Retailer2Retailer: Why networking works

Home Columns Retailer2retailer Retailer2Retailer: Why networking works

March 30/April 6, 2015; Volume 28/Number 20

By Scott Perron

I read an article recently written by one of the industry trainers for whom I have a great deal of respect, speaking negatively about the “art” of networking. My goal is never to bash a colleague and I’m not going to start now, but without a doubt in my mind, networking is not only a phenomenal way to build a business, but it has many other hidden benefits as well.

As newbies to this market for the last two and a half years and being in business under our new brand, 24-7 Floors, since October 2014, we needed a way to launch our company and get connected to the people who are in the know here in the Sunshine State.

So let’s talk results. In the first five months of our business almost 85% of of our tickets and 79% of our revenue has been generated by some form of networking. The only advertising dollars we spent outside of those efforts was for a two-month stint in a local direct mailing piece that yielded enough dollars to cover the ad costs but resulted in one-sixth the return on investment of networking.

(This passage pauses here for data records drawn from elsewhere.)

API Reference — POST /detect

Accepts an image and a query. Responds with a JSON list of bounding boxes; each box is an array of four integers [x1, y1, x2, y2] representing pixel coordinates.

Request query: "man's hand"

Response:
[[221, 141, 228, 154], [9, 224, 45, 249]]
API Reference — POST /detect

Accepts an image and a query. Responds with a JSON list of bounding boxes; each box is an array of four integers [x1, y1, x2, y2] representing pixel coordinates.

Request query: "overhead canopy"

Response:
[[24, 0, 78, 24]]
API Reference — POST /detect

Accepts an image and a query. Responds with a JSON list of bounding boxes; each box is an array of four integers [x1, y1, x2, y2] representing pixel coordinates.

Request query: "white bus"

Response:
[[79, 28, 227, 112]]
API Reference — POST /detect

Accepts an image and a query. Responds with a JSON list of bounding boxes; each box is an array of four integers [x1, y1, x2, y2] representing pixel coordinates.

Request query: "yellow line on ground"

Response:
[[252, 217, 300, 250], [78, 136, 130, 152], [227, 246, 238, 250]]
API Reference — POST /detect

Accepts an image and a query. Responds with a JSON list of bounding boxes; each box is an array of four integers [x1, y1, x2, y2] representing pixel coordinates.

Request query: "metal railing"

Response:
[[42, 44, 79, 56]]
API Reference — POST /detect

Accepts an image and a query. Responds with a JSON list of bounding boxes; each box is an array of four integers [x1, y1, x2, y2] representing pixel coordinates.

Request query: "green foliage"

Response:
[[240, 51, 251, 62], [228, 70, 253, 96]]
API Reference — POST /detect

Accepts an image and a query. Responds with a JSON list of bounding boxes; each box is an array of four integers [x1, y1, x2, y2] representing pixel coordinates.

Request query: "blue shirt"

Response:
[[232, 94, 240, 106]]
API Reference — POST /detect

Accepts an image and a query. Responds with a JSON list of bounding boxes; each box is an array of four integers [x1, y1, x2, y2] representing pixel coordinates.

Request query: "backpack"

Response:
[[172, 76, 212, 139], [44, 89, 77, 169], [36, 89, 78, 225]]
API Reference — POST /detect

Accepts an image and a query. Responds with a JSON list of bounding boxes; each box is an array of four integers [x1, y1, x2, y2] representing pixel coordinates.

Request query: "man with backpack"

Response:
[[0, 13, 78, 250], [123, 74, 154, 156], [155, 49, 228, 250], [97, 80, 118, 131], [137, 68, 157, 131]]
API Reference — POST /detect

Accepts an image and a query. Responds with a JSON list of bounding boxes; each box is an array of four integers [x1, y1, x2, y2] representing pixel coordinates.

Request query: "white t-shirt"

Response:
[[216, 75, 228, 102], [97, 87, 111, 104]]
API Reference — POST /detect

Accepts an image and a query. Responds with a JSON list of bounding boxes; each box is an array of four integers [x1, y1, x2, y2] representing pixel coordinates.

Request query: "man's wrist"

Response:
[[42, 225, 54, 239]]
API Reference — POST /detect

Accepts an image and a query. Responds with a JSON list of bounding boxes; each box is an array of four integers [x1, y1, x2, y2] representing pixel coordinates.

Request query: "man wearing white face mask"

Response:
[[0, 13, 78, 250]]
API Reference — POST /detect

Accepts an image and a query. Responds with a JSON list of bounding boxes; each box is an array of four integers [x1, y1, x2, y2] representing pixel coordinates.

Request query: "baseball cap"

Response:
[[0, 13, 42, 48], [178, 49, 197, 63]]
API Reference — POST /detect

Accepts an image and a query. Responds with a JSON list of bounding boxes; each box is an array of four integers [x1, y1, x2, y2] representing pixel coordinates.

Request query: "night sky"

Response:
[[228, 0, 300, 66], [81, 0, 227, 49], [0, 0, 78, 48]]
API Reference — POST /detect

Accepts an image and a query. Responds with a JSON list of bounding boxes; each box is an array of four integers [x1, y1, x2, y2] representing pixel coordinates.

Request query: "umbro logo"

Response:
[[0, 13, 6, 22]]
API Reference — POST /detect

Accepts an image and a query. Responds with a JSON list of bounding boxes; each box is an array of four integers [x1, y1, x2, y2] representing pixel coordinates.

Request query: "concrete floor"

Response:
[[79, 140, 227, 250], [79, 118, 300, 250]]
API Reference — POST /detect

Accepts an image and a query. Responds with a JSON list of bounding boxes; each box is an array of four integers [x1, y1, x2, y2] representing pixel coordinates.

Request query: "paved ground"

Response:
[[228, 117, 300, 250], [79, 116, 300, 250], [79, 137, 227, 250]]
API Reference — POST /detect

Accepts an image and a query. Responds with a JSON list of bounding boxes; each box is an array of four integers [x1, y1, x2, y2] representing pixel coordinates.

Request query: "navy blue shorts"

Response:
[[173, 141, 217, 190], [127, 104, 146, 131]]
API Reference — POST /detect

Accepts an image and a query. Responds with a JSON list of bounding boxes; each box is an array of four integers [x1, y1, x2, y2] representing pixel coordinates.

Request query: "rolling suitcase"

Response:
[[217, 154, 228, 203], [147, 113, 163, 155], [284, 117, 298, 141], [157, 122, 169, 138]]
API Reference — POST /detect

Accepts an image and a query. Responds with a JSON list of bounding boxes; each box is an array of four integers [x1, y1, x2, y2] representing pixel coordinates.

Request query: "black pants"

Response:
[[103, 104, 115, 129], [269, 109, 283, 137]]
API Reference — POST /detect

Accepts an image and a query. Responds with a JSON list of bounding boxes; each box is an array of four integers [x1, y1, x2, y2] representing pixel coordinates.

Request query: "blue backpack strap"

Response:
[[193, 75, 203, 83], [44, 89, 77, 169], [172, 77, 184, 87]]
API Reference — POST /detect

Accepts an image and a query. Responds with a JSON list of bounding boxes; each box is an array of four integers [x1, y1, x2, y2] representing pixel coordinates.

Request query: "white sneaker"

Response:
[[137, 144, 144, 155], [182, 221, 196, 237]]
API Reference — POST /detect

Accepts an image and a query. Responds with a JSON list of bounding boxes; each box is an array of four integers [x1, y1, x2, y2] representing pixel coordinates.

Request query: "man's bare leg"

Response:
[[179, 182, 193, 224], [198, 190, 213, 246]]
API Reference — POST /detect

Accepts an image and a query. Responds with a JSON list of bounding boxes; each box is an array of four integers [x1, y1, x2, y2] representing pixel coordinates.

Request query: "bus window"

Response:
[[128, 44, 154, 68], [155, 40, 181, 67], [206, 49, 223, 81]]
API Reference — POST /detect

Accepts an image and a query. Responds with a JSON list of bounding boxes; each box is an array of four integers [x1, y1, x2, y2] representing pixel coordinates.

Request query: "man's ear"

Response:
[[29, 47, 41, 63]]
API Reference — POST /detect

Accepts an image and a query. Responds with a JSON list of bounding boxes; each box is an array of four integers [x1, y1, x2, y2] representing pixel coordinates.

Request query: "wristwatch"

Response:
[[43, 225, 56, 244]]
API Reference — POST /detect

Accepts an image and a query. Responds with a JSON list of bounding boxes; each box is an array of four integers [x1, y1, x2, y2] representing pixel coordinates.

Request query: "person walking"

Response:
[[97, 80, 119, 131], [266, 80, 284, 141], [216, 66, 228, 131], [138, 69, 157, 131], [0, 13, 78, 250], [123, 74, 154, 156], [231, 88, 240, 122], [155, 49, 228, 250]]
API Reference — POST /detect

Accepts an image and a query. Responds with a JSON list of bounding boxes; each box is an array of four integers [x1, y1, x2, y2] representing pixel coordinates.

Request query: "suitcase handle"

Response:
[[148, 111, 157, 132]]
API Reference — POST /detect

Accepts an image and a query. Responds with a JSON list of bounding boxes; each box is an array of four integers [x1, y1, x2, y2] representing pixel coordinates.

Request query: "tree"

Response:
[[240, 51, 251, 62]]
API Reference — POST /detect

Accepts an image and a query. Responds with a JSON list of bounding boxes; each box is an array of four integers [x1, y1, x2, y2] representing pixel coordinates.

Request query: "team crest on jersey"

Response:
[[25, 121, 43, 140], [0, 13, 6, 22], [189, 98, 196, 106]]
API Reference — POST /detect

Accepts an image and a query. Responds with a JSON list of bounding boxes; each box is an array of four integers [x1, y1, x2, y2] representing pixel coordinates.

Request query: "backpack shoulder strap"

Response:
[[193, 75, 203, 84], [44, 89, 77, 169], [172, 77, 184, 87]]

Let me explain a few things about how our operation differs from the mainstream flooring retail locations. We operate out of an industrial location off the beaten path, and we do not maintain typical retail hours. As one might imagine, this frees us up to go out and hunt down work while others are waiting for it to come in. In addition, we utilize technology to communicate with our clients in ways most of our competition cannot get their hands on. We are also working on perfecting the system through which a referral or lead enters our business, all the way to the delivery of our thank you gift. It used to be, “Build it and they will come,” but for us it’s “Build it and they will call or email.”

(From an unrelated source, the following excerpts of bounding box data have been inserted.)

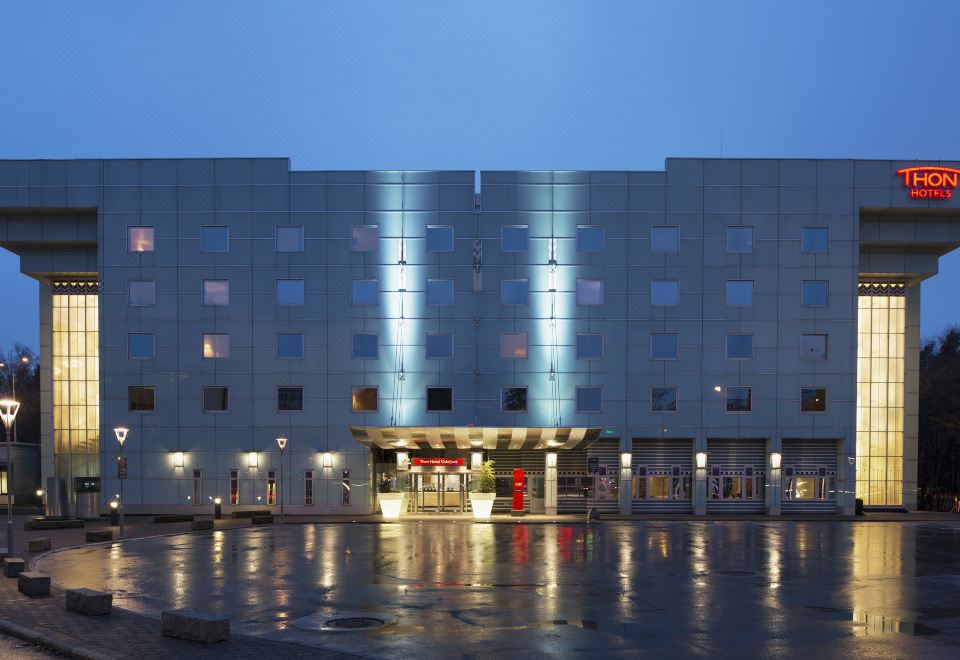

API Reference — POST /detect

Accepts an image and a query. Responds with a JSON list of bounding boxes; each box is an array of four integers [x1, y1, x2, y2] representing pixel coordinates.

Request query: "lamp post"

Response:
[[277, 438, 287, 524], [0, 399, 20, 556], [113, 426, 130, 539]]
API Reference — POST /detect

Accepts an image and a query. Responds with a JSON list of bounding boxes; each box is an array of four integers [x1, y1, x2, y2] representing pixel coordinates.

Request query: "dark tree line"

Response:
[[0, 344, 40, 443], [917, 326, 960, 511]]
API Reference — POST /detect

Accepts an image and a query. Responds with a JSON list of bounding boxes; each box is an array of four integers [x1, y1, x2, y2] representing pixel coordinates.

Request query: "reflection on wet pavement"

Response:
[[41, 521, 960, 657]]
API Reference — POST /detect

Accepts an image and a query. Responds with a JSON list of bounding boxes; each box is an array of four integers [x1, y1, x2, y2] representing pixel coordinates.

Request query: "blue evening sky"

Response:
[[0, 0, 960, 347]]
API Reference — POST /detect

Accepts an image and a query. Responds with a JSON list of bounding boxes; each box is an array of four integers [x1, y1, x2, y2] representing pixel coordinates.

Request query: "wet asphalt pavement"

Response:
[[33, 521, 960, 658]]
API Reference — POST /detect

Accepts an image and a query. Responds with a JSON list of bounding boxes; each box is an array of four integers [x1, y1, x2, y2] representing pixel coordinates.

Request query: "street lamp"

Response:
[[277, 438, 287, 524], [0, 399, 20, 556], [113, 426, 130, 539]]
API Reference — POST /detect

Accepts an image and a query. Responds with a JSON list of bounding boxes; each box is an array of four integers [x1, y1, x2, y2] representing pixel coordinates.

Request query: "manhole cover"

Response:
[[291, 612, 397, 632]]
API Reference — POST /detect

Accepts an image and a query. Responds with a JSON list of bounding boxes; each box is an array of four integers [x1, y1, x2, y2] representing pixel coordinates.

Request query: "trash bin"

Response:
[[73, 477, 100, 520]]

Between our sales staff of two, we spend approximately 10 to 16 hours per week networking directly with those who can refer us business. It varies, as some networking includes weekly meetings or lunches, and some happen monthly. In calculating the dollar volume we have received from just one networking group we attend, from Oct. 1 to Feb. 28 we received $42,000 in closed business with an average margin of more than 40%. The annual investment for this group is $1,100, including a meal each week. That is an average of $8,000 per month which, annualized, could spell close to $100,000 in business and possibly $35,000 to $40,000 in gross profit dollars for $1,100 in cost and 75 hours of time for the year. My guess is you spend a lot more time making much less money.

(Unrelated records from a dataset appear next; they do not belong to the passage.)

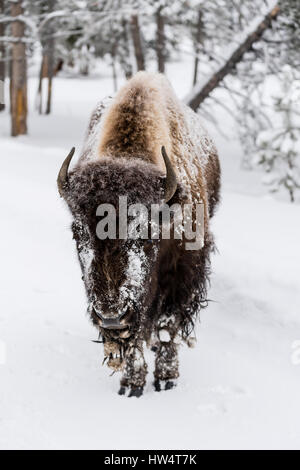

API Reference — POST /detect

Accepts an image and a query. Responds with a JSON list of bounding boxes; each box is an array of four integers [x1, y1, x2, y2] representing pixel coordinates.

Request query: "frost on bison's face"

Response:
[[65, 159, 169, 358]]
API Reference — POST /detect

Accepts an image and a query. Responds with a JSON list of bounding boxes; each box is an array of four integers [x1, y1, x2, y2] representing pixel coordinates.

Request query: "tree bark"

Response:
[[131, 15, 145, 71], [156, 7, 166, 73], [45, 0, 55, 114], [193, 10, 203, 86], [11, 0, 27, 137], [0, 0, 5, 111], [185, 6, 279, 111]]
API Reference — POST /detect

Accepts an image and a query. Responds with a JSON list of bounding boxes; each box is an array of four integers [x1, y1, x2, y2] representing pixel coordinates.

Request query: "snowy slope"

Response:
[[0, 78, 300, 449]]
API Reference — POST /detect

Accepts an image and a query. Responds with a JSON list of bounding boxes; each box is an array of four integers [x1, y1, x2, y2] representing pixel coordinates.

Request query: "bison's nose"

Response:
[[94, 306, 131, 330]]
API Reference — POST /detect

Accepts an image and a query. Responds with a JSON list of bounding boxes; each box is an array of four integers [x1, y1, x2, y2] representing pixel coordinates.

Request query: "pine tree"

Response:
[[256, 65, 300, 202]]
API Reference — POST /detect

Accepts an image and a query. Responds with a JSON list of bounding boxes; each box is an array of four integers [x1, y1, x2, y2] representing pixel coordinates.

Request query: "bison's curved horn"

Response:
[[161, 147, 177, 202], [57, 147, 75, 197]]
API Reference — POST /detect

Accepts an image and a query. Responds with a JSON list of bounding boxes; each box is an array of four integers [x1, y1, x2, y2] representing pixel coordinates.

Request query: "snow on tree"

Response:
[[255, 65, 300, 202]]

Other benefits include introductions to new businesses with qualified professionals whom we will use personally and refer to clients. In fact, last month I gave out 18 referrals to one of my groups and, in turn, they referred me. When I remodeled our building I used at least 10 contractors and professionals in our groups for everything from insurance to painting.

We watch out for each other, listen for referrals to give our partners and spend time together in social settings. I am most honored to call these people my friends, and from the infancy of our involvement I saw long-lasting relationships being forged as many of these folks have been together for years.

If networking is a bad thing, then I should undoubtedly be in a timeout.